The session will take the form of a PowerPoint presentation with (i) examples from the preparatory classroom discussion around grammatical errors, spelling mistakes, deficient punctuation, inaccurate referencing, and fallacious reasoning, (ii) sample questions from the four rubrics of the individual 20-minute, formative in-class exercise to which the cohort’s understanding of (i) was subsequently applied, and (iii) some general statistics about the outcome of the classroom test. Participants will be engaged by eliciting their (voluntary) responses to particular logic exercises and by sharing their own approaches to assessing and enhancing the critical skills of their respective undergraduate cohorts. The presentation links into the overall theme of the conference (Teaching Excellence) in so far as reflection on the assessment of our undergraduates’ existing critical skills is a propaedeutic to designing modules in such a way that these skills may be properly honed/enhanced.
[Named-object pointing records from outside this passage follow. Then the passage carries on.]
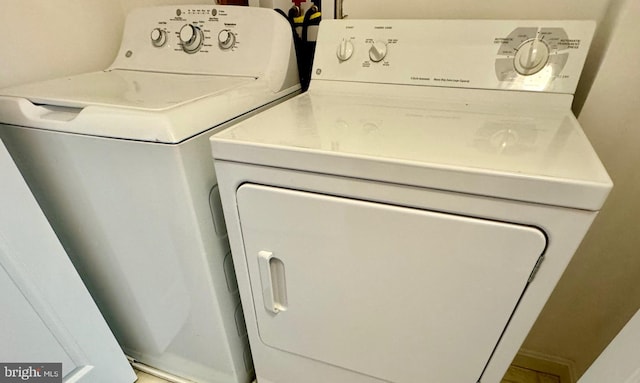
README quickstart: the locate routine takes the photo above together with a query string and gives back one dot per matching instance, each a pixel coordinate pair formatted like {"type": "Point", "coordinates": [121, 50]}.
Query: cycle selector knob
{"type": "Point", "coordinates": [191, 37]}
{"type": "Point", "coordinates": [226, 39]}
{"type": "Point", "coordinates": [345, 50]}
{"type": "Point", "coordinates": [158, 37]}
{"type": "Point", "coordinates": [531, 57]}
{"type": "Point", "coordinates": [378, 51]}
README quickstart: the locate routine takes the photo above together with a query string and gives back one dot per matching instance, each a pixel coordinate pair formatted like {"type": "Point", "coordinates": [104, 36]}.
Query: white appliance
{"type": "Point", "coordinates": [119, 160]}
{"type": "Point", "coordinates": [406, 219]}
{"type": "Point", "coordinates": [48, 314]}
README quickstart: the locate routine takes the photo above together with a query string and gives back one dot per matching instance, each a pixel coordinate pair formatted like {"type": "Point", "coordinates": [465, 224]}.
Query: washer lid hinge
{"type": "Point", "coordinates": [536, 268]}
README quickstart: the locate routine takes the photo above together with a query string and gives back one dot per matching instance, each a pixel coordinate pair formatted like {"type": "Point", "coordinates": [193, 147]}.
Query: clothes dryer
{"type": "Point", "coordinates": [119, 161]}
{"type": "Point", "coordinates": [406, 219]}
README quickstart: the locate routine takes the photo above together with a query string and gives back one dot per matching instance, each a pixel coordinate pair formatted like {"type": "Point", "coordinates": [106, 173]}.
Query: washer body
{"type": "Point", "coordinates": [120, 163]}
{"type": "Point", "coordinates": [387, 231]}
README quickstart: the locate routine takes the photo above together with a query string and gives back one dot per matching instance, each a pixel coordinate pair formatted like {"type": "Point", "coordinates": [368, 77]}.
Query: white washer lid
{"type": "Point", "coordinates": [493, 143]}
{"type": "Point", "coordinates": [125, 89]}
{"type": "Point", "coordinates": [138, 105]}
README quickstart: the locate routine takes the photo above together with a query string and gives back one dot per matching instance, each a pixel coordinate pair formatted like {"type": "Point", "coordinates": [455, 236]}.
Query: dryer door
{"type": "Point", "coordinates": [400, 294]}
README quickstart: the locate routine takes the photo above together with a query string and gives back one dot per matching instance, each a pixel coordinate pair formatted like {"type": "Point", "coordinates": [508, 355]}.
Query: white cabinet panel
{"type": "Point", "coordinates": [48, 316]}
{"type": "Point", "coordinates": [350, 282]}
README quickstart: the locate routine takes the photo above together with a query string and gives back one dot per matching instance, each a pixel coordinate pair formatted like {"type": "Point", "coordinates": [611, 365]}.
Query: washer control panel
{"type": "Point", "coordinates": [202, 39]}
{"type": "Point", "coordinates": [484, 54]}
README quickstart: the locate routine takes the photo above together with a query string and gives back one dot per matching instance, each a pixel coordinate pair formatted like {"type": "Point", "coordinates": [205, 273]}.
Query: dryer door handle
{"type": "Point", "coordinates": [272, 279]}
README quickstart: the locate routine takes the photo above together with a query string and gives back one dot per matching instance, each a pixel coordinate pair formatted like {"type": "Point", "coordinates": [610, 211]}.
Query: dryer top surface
{"type": "Point", "coordinates": [494, 143]}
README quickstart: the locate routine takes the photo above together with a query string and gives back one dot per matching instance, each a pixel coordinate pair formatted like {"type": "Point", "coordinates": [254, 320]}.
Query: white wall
{"type": "Point", "coordinates": [600, 290]}
{"type": "Point", "coordinates": [619, 362]}
{"type": "Point", "coordinates": [47, 39]}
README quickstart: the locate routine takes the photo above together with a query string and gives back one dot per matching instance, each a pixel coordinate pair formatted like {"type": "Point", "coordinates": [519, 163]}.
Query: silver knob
{"type": "Point", "coordinates": [531, 57]}
{"type": "Point", "coordinates": [226, 39]}
{"type": "Point", "coordinates": [378, 51]}
{"type": "Point", "coordinates": [158, 37]}
{"type": "Point", "coordinates": [345, 50]}
{"type": "Point", "coordinates": [191, 38]}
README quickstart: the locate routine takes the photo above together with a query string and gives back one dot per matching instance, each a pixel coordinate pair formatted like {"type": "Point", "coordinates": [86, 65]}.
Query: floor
{"type": "Point", "coordinates": [523, 370]}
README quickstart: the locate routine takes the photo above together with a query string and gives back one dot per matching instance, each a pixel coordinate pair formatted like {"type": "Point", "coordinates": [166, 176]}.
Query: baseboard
{"type": "Point", "coordinates": [551, 364]}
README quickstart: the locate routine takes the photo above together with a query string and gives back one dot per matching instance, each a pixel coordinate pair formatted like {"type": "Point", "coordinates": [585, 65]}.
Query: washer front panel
{"type": "Point", "coordinates": [366, 280]}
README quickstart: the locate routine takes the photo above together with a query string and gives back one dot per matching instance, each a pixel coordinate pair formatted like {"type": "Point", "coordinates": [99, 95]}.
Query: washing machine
{"type": "Point", "coordinates": [407, 218]}
{"type": "Point", "coordinates": [119, 161]}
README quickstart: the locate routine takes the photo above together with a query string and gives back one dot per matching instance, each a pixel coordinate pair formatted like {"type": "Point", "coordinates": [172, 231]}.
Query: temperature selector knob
{"type": "Point", "coordinates": [158, 37]}
{"type": "Point", "coordinates": [531, 57]}
{"type": "Point", "coordinates": [191, 38]}
{"type": "Point", "coordinates": [378, 51]}
{"type": "Point", "coordinates": [345, 50]}
{"type": "Point", "coordinates": [226, 39]}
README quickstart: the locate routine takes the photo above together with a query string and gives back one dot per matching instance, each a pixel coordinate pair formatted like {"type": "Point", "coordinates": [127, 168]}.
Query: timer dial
{"type": "Point", "coordinates": [158, 37]}
{"type": "Point", "coordinates": [345, 50]}
{"type": "Point", "coordinates": [378, 51]}
{"type": "Point", "coordinates": [191, 38]}
{"type": "Point", "coordinates": [226, 39]}
{"type": "Point", "coordinates": [531, 57]}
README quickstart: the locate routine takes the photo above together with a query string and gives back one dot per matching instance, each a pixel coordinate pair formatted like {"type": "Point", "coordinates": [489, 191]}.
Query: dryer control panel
{"type": "Point", "coordinates": [204, 39]}
{"type": "Point", "coordinates": [528, 55]}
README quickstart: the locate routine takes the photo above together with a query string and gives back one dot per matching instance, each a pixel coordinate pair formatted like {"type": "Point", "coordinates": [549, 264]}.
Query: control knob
{"type": "Point", "coordinates": [531, 57]}
{"type": "Point", "coordinates": [345, 50]}
{"type": "Point", "coordinates": [226, 39]}
{"type": "Point", "coordinates": [191, 38]}
{"type": "Point", "coordinates": [158, 37]}
{"type": "Point", "coordinates": [378, 51]}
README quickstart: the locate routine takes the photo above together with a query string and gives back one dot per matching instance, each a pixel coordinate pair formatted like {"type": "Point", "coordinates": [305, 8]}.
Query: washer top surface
{"type": "Point", "coordinates": [493, 143]}
{"type": "Point", "coordinates": [127, 89]}
{"type": "Point", "coordinates": [180, 71]}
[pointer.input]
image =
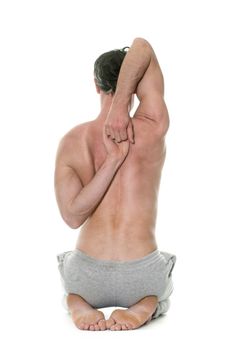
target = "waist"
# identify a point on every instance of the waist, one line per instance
(116, 245)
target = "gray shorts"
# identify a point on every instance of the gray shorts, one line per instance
(106, 283)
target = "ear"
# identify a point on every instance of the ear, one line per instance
(97, 87)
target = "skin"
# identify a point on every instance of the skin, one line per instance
(108, 186)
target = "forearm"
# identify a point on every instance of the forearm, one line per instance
(132, 70)
(90, 196)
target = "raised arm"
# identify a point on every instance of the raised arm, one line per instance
(141, 74)
(77, 201)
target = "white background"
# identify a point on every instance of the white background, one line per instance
(46, 86)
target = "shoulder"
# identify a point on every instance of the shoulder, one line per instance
(72, 141)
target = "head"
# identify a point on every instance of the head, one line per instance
(106, 71)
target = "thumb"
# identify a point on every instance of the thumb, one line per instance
(130, 132)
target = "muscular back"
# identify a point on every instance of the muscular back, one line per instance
(127, 212)
(122, 226)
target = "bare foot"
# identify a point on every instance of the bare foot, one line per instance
(93, 320)
(133, 317)
(84, 316)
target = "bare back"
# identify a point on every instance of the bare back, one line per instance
(122, 227)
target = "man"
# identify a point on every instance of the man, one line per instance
(107, 177)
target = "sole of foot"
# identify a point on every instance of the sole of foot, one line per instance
(127, 320)
(91, 319)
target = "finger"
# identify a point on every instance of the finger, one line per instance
(107, 130)
(117, 136)
(130, 132)
(123, 135)
(112, 135)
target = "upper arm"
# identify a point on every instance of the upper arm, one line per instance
(150, 92)
(67, 184)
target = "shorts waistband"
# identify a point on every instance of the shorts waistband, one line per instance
(153, 256)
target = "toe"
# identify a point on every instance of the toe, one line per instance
(129, 326)
(92, 328)
(116, 327)
(86, 326)
(102, 325)
(109, 323)
(97, 328)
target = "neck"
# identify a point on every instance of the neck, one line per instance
(106, 101)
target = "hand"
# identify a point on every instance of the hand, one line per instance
(118, 125)
(114, 149)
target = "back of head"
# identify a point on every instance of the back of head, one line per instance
(106, 69)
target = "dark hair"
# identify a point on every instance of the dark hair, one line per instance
(106, 69)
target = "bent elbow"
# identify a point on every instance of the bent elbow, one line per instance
(72, 222)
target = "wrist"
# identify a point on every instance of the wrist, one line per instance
(114, 160)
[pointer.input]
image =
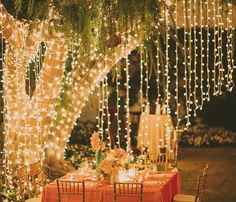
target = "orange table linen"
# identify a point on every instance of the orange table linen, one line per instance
(158, 187)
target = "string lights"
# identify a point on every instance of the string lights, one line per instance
(37, 116)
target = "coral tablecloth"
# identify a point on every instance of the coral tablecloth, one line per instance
(158, 187)
(155, 131)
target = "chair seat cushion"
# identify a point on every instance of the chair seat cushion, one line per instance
(183, 198)
(34, 200)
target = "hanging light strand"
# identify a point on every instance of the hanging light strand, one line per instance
(214, 53)
(195, 58)
(207, 52)
(185, 67)
(117, 106)
(167, 60)
(141, 76)
(201, 55)
(176, 66)
(128, 129)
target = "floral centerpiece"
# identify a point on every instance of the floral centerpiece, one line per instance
(115, 160)
(109, 167)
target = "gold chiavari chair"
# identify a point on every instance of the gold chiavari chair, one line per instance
(24, 185)
(128, 189)
(23, 179)
(38, 177)
(201, 185)
(200, 190)
(70, 187)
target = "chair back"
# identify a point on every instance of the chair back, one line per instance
(128, 189)
(70, 187)
(23, 179)
(201, 185)
(160, 160)
(38, 177)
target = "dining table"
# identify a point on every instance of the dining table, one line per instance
(158, 186)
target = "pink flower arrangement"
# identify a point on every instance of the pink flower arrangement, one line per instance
(114, 161)
(96, 142)
(119, 154)
(109, 167)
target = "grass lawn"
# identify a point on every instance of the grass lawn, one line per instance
(221, 185)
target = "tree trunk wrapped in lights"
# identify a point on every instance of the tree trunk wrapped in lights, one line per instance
(28, 119)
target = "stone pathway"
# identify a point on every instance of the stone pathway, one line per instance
(221, 185)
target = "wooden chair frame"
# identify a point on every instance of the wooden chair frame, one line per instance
(128, 189)
(23, 180)
(160, 159)
(70, 187)
(38, 177)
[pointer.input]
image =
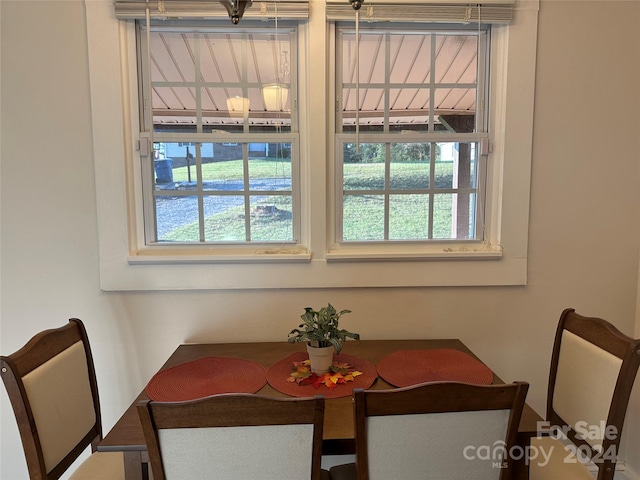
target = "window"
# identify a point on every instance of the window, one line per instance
(317, 150)
(217, 103)
(410, 120)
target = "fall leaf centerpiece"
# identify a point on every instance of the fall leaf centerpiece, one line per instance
(321, 332)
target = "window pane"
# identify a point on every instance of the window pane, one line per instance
(270, 166)
(442, 215)
(224, 218)
(409, 217)
(271, 219)
(410, 166)
(363, 217)
(366, 168)
(216, 79)
(177, 218)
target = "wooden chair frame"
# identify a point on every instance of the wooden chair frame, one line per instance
(606, 336)
(437, 397)
(231, 410)
(43, 347)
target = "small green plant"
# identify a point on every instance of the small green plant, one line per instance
(320, 328)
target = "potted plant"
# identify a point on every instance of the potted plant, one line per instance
(322, 334)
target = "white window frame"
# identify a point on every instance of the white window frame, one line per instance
(384, 249)
(126, 264)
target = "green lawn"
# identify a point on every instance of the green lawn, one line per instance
(364, 214)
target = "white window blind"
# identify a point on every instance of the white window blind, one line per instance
(135, 9)
(453, 11)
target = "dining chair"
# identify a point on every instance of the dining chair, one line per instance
(51, 383)
(593, 367)
(235, 437)
(435, 431)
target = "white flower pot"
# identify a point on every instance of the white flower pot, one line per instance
(321, 358)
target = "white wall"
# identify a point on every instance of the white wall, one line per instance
(584, 235)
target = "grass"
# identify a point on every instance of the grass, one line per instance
(363, 214)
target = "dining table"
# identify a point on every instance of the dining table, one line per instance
(264, 368)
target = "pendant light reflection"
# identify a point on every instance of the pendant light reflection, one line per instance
(275, 96)
(235, 9)
(238, 107)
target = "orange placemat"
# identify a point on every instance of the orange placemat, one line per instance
(278, 374)
(204, 377)
(410, 367)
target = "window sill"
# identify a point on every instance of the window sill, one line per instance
(167, 256)
(471, 251)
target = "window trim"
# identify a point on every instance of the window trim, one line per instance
(124, 265)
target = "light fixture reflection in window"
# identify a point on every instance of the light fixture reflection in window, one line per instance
(238, 107)
(275, 97)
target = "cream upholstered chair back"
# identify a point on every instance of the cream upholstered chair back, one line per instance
(234, 437)
(593, 368)
(52, 387)
(437, 430)
(407, 446)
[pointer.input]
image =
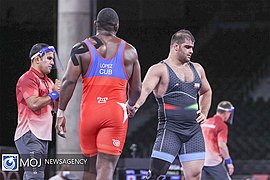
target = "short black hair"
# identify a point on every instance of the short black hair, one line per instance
(107, 18)
(180, 36)
(37, 47)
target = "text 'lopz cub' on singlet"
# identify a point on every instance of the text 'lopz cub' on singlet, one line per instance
(105, 80)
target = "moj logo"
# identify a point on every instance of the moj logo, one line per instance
(10, 162)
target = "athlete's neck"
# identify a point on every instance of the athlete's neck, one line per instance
(105, 33)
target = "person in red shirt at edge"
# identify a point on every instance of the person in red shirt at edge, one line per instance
(37, 97)
(111, 78)
(215, 131)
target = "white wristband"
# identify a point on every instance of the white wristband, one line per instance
(60, 113)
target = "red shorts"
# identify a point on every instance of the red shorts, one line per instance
(103, 128)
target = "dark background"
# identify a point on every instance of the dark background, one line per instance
(232, 45)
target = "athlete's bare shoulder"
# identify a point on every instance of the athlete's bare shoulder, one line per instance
(199, 68)
(77, 50)
(130, 53)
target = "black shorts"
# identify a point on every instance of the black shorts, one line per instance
(168, 145)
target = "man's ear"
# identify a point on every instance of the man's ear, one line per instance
(37, 59)
(116, 27)
(176, 46)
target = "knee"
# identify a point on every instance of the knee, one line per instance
(193, 175)
(153, 175)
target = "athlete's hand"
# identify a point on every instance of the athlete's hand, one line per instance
(60, 124)
(131, 110)
(201, 117)
(57, 85)
(230, 168)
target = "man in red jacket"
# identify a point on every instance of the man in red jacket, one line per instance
(215, 131)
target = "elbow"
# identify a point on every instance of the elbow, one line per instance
(34, 107)
(137, 92)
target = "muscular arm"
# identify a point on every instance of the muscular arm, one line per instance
(68, 84)
(134, 72)
(205, 94)
(151, 80)
(223, 149)
(35, 102)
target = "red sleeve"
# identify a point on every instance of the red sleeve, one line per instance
(29, 87)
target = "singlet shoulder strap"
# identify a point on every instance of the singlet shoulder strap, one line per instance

Unless they are already doing so, delegates may be able to devise a similar in-class test to their own cohorts.
critical skills, humanities, logic, reasoning,
– Informal evaluation of students’ writing, referencing, and critical reasoning skills in the form of a class-test administered at Level 4 allows for more targeted (remedial) action – Critical thinking involves “metacognition”, i.e., thinking about thought, and thus reflection on (valid and invalid) argument patterns. This suggests that students might benefit from an introduction to (informal) logic embedded in, for example, compulsory Level 4 modules.